As Google gets closer to launching Search Generative Experience, powered by Gemini Pro, marketers are going to need to evolve their SEO strategies. 

What should you do? 💡 I’ve curated some of the best articles for you to read about how SEO strategies could evolve for SGE: 

Impact of Google SGE (Search Generative Experience) on SEO (Fernando Macia, Human Level). Key takeaways:

    • Click through rates (CTRs) will decrease for organic results, but increase for the Google SGE panel
    • The impact on CTRs will vary depending on the type of search. For example, CTRs are likely to decrease more for informational searches than for transactional searches.

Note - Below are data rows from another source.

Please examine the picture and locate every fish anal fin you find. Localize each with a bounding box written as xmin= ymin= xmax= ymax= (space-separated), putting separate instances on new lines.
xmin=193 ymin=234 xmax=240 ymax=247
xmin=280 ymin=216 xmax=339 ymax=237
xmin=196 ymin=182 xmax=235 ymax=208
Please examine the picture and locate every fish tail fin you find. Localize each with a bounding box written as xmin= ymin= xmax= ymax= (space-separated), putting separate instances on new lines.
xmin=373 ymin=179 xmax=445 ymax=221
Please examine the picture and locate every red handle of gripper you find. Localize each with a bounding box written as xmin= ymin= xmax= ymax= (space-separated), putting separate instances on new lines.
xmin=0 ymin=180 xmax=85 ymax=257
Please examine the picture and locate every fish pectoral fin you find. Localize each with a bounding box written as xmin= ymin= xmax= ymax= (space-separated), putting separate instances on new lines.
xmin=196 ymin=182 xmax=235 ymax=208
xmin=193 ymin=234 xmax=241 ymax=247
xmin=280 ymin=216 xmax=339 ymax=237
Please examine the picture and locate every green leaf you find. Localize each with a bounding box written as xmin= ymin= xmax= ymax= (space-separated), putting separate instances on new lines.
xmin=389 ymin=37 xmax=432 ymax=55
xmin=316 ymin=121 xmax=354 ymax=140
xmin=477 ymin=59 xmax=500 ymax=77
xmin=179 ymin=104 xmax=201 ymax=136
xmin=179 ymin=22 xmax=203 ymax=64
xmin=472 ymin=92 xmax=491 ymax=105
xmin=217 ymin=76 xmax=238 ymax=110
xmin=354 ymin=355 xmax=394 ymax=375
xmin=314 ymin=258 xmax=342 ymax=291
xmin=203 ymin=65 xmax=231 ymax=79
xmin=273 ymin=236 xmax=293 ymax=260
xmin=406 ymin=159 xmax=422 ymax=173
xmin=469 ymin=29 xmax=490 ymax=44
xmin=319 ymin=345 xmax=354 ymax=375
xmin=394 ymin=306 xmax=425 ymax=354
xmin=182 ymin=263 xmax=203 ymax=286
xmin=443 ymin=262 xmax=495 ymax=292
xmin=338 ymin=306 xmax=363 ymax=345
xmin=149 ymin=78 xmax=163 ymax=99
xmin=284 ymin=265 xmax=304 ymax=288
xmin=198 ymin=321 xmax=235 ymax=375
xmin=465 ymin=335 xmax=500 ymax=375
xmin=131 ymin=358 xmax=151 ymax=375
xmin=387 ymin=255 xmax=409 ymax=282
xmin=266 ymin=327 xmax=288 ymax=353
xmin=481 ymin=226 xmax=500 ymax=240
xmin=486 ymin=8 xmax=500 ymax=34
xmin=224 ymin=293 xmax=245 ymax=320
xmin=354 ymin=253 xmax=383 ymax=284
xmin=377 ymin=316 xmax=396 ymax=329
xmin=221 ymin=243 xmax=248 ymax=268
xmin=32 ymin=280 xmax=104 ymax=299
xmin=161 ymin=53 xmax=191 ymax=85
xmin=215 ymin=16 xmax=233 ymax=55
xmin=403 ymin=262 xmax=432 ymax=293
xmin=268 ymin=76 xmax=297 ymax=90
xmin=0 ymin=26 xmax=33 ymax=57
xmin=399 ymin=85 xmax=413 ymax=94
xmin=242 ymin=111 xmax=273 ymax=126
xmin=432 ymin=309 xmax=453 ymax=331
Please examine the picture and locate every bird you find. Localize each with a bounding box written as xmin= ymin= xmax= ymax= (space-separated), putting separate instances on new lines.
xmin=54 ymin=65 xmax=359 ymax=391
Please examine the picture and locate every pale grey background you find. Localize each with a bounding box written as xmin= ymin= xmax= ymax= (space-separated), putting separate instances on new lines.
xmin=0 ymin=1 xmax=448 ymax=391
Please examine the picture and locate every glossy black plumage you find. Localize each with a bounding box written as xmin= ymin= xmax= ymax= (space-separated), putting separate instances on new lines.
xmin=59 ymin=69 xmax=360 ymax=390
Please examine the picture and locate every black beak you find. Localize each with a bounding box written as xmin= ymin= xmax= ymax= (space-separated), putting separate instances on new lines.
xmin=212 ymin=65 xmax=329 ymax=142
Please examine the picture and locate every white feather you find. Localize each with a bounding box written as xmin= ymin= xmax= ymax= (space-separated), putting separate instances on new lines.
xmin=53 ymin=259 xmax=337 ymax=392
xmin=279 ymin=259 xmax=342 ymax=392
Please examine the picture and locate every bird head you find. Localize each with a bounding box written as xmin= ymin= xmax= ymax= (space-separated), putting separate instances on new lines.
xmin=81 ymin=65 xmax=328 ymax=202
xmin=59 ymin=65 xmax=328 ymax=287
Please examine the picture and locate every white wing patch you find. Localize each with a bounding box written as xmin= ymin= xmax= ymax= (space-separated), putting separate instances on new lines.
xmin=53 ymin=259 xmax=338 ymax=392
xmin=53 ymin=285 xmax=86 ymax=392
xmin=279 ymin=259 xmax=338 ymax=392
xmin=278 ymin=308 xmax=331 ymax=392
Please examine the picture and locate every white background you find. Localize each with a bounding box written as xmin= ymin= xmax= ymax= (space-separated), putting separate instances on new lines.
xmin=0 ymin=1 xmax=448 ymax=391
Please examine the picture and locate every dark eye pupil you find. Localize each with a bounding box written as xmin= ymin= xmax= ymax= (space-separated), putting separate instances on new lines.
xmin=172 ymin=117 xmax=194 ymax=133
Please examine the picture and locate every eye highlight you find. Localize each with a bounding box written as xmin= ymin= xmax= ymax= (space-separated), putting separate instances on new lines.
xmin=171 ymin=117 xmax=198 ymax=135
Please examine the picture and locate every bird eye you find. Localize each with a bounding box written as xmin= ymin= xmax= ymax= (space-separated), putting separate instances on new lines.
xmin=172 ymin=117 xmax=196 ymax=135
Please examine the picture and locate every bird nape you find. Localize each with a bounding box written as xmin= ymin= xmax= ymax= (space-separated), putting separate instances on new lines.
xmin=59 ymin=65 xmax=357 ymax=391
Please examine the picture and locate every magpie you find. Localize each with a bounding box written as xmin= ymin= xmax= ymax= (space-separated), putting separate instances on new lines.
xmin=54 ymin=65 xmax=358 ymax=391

How Google SGE will impact your traffic – and 3 SGE recovery case studies (Gilad David Maayan, SEJ). Key takeaways:

    • In a study of 23 websites, the aggregate organic traffic drop as a result of SGE was 18-64%
    • It’s possible to optimise pages to appear in SGE snapshot carousels
    • You can model SGE impact models and optimise now, with a framework provided by Gilad.

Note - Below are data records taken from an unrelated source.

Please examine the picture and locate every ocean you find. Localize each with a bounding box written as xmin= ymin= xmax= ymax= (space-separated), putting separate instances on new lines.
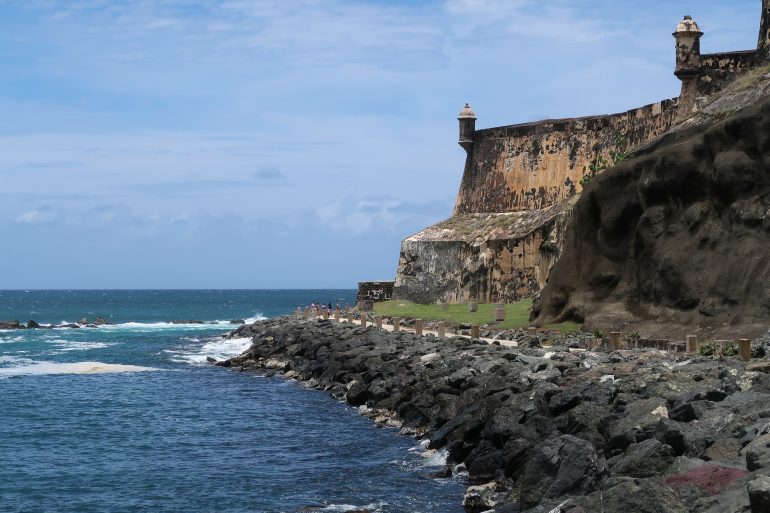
xmin=0 ymin=290 xmax=465 ymax=513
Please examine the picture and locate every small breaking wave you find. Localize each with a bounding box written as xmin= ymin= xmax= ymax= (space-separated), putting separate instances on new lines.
xmin=49 ymin=339 xmax=115 ymax=352
xmin=0 ymin=313 xmax=267 ymax=334
xmin=0 ymin=357 xmax=160 ymax=378
xmin=316 ymin=502 xmax=386 ymax=513
xmin=166 ymin=337 xmax=251 ymax=364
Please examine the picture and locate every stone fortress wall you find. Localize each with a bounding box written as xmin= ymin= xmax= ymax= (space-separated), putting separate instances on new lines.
xmin=393 ymin=0 xmax=770 ymax=303
xmin=455 ymin=100 xmax=678 ymax=214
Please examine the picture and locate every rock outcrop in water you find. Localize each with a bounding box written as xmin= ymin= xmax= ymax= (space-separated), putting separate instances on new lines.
xmin=219 ymin=318 xmax=770 ymax=513
xmin=536 ymin=93 xmax=770 ymax=336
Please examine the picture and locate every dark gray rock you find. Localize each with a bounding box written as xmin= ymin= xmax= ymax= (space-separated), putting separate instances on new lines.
xmin=609 ymin=438 xmax=674 ymax=477
xmin=0 ymin=320 xmax=24 ymax=330
xmin=748 ymin=476 xmax=770 ymax=513
xmin=520 ymin=435 xmax=606 ymax=508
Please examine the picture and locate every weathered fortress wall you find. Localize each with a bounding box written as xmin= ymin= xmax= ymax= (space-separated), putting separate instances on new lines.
xmin=455 ymin=100 xmax=677 ymax=214
xmin=393 ymin=5 xmax=770 ymax=303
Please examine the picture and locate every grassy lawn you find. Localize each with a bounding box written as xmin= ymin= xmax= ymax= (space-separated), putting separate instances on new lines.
xmin=374 ymin=299 xmax=580 ymax=333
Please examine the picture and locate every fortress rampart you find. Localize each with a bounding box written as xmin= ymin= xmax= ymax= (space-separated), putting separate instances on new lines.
xmin=394 ymin=0 xmax=770 ymax=303
xmin=454 ymin=100 xmax=678 ymax=214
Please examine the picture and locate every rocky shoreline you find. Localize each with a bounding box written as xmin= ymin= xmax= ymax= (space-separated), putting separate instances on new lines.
xmin=0 ymin=317 xmax=246 ymax=331
xmin=224 ymin=318 xmax=770 ymax=513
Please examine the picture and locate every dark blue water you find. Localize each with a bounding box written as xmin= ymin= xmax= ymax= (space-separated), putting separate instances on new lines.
xmin=0 ymin=290 xmax=464 ymax=513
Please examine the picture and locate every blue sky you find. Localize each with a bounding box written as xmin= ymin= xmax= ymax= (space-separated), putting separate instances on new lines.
xmin=0 ymin=0 xmax=760 ymax=288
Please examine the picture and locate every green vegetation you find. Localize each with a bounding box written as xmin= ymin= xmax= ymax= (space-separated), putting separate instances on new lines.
xmin=698 ymin=342 xmax=740 ymax=356
xmin=580 ymin=137 xmax=628 ymax=187
xmin=374 ymin=299 xmax=581 ymax=333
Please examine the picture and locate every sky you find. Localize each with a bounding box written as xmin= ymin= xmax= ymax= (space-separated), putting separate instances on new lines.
xmin=0 ymin=0 xmax=760 ymax=289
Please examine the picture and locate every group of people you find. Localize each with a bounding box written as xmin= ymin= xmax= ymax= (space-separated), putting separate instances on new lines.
xmin=310 ymin=301 xmax=340 ymax=313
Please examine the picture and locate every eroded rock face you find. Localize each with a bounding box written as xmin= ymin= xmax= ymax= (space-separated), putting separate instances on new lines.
xmin=394 ymin=199 xmax=574 ymax=303
xmin=535 ymin=96 xmax=770 ymax=336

How Search Generative Experience works and why retrieval-augmented generation is our future (Michael King, SEJ). Key takeaways:

    • Retrieval-augmented-generation (RAG) is the mechanism by which LLMs (Bard, SGE) gather relevant documents and data points to fine-tune it’s response
    • SEOs should consider their ‘RAG pipeline’ and how to optimise for knowledge graphs due to the symbiotic relationship between knowledge graphs and LLMs (as part of RAG)
    • Search queries will get longer, as users realise Google can handle natural language. Head terms will shrink and middle to long-tail queries will grow
    • Rank tracking is about to become more complex
    • Informational keywords made up 51.08% of SGE AI snapshots.

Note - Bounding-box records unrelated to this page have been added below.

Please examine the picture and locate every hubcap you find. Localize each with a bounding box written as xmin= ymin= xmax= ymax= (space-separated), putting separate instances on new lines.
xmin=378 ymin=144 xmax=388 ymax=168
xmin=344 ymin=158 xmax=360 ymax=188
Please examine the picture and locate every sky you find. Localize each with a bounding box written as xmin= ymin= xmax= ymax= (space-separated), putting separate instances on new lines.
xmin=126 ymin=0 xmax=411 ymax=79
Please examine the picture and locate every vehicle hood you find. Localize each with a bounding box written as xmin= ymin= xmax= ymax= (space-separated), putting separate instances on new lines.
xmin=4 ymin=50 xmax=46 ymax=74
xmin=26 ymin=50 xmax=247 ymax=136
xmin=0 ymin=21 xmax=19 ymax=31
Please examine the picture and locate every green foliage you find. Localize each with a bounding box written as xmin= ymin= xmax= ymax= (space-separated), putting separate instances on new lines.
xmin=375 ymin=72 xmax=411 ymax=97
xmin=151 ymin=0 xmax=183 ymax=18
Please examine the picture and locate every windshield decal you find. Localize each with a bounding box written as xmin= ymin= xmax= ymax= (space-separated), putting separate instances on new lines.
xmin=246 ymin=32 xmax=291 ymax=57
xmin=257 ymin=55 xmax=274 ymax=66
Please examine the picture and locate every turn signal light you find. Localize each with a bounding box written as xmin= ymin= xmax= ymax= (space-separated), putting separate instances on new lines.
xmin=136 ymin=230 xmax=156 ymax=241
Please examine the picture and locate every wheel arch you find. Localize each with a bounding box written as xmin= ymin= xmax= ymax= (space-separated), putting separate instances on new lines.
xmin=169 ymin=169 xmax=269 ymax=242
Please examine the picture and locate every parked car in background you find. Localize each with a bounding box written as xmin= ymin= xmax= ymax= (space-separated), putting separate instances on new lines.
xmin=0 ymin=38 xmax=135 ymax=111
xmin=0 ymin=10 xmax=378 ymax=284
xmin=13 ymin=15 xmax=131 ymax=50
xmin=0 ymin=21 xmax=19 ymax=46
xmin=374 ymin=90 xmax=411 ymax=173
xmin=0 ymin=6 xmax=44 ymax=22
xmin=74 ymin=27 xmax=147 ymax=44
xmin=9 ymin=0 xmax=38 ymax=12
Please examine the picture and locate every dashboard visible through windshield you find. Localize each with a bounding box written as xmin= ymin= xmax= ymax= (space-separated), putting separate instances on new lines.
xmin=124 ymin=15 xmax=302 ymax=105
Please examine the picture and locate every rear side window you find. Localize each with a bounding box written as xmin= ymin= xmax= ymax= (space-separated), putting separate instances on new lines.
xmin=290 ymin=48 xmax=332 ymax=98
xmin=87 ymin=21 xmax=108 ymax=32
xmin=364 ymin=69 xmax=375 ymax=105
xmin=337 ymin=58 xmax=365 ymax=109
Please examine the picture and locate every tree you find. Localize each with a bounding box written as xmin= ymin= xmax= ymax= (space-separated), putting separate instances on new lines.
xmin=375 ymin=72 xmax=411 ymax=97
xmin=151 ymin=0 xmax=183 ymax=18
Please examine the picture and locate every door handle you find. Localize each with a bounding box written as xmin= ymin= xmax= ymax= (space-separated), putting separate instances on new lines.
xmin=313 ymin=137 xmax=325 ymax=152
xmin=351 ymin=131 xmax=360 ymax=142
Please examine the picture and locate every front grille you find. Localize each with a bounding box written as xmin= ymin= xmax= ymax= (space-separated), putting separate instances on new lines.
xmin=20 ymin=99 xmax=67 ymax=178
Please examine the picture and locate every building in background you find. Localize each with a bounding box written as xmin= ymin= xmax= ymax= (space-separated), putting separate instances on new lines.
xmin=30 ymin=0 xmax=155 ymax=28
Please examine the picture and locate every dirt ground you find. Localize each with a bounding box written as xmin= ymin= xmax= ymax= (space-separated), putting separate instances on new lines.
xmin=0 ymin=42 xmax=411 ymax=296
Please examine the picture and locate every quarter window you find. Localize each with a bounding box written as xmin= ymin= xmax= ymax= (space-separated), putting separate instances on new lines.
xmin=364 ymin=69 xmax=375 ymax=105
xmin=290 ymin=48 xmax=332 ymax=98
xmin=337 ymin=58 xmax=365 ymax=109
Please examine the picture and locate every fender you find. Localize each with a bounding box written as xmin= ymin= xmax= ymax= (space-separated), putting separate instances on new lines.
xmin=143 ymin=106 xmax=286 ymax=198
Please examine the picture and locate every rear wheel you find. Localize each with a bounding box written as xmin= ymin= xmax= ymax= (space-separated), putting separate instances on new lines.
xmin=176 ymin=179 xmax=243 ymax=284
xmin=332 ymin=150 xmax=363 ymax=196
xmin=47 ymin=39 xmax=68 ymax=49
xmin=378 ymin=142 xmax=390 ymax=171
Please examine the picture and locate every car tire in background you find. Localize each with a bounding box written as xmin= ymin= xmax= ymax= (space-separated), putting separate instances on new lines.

GEO: Generative Engine Optimization (Pranjal Aggarwal, Vishvak Murahari, Tanmay Rajpurohit, Ashwin Kalyan, Karthik R Narasimhan, Ameet Deshpande, Cornell University). Key takeaways:

  • Marketers should consider the concept of “Generative Engine Optimization (GEO)” based on this research, with nine optimisation tactics referenced (many of these align with EEAT frameworks):
    • Authoritative content: Optimise content to be more persuasive and adding authoritative claims
    • Keyword Inclusion: Adding more keywords to match the query
    • Statistic: Add quantitative statistics, instead of qualitative discussion
    • Cite Sources: Add relevant citations
    • Quotations: Add quotations from credible sources
    • Easy-to-Understand: Simplify the language
    • Fluency Optimization: Improve the fluency
    • Unique Words: Adding unique words to content
    • Technical Terms: Add technical terms content wherever possible.
  • The efficacy of these strategies varies across domains (topics), underscoring the need for domain-specific methods
  • Adding relevant statistics, quotations and citations can boost content visibility in generative engines by up to 40% in AI snapshots.